Let’s see: what should I order? A sundowner? No, the sun’s low on the horizon but won’t really set. And the Midnight Sun is anything but a downer.
It’s not quite the time for a tequila sunrise either.
The sun’s dip and almost instant rebound from the horizon is nature’s summer floor show above the Arctic Circle and Sojourn’s Observation Lounge is packed.
As the midnight hour gets closer it might as well have been New Year’s Eve with passengers in a party mood in this elegant lounge with a wraparound view at the bow of the ship.
The pianist is tactfully fending off a would-be Elton John who’d like to join him on the stage to do an impromptu version of Crocodile Rock. Karaoke would be a distraction on a magical night like this.
Seabourn’s bar staff always know what you’re drinking, your tab is gratis, and they make sure your glass never runs dry. That lets passengers devote full attention to mingling and sharing toasts to the good life and the day trips they did today—or was it yesterday?– to Norway’s North Cape.
Nature is cooperating beautifully, with pristine skies all day and only a few distant clouds on the horizon this evening. The angelic wisps of white that are in the sky just add to the effect, and as the sun gets lower white and grey clouds take on colorful glows in spectrums of orange and pink. Because the sun’s rays reflect off the bottom of clouds and shine through the top they can create remarkable 3D effects in the sky.
We take intermittent breaks from the swell party inside to foray out on deck to capture images on cameras or iPhones or just take deep mental notes and breathe in a scene that changes by the moment. I’ll let some pictures tell the story:
Somehow it’s gotten to be 2 a.m. And the party’s only now winding down. I’m still mesmerized by the shifting pastel colors in the sky.
Seabourn’s parties are always memorable experiences. But now it’s time for bed.

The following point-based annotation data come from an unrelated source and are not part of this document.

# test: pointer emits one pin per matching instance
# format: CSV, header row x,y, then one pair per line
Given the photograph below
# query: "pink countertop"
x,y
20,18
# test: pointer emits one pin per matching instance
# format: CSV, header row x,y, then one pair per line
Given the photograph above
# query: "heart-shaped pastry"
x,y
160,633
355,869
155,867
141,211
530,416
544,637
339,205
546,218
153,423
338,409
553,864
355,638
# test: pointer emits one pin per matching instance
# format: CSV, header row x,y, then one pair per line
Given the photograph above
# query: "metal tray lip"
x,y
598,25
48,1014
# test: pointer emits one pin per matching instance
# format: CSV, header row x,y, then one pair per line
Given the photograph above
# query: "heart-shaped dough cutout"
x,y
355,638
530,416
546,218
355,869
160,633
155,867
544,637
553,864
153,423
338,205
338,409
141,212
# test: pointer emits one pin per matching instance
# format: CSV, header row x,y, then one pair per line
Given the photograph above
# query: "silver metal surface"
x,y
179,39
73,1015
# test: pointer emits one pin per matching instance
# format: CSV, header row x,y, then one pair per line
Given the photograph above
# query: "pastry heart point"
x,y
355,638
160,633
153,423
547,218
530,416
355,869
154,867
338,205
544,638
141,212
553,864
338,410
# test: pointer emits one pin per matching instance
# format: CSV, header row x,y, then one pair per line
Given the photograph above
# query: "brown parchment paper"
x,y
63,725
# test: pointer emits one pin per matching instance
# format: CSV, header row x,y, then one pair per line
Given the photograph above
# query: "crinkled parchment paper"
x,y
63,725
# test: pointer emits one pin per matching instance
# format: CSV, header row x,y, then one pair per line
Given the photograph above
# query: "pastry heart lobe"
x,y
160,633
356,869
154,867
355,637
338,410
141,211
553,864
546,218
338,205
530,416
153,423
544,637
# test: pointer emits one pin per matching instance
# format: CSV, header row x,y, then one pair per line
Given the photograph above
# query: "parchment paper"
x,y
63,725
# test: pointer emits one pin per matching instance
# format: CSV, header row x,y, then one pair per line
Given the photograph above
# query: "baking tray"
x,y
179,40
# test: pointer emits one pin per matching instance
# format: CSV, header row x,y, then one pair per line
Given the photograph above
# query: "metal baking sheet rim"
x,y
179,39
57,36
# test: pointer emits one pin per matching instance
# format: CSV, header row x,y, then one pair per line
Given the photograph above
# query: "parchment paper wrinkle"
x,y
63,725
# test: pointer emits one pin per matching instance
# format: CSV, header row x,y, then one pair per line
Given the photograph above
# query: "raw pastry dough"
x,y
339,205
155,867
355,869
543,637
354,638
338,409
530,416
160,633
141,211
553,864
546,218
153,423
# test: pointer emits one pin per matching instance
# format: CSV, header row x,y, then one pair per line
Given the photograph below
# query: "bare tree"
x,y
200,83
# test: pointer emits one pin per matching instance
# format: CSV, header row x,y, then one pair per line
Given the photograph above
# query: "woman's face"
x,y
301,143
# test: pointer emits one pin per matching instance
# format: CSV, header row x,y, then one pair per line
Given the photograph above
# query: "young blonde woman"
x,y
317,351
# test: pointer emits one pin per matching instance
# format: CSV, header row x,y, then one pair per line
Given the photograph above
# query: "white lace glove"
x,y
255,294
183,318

Good night. See you later this morning.
If you’re planning a cruise to the land of the midnight sun, here are some facts to keep in mind:
The midnight sun is visible at the Arctic Circle from June 12 until July 1. The further north you go the longer this period extends.
Cruises that sail to Alaska typically only go as far north as Anchorage, which at 61 degrees north is just above the Arctic Circle. Cruises to the North Cape of Norway reach much further north: 71 degrees.
At the North Cape–the northern-most point of continental Europe–the sun is visible at midnight from mid-May to the end of July. Some cruises go further to the Svalbard archipelago further north where the white nights extend even longer, from about April 20 to August 20.
Some people might find it more difficult to get to sleep during a night that’s more like day. Seabourn fortunately has blackout curtains in the rooms. So when you finally retire you can easily fool your body clock into slumber.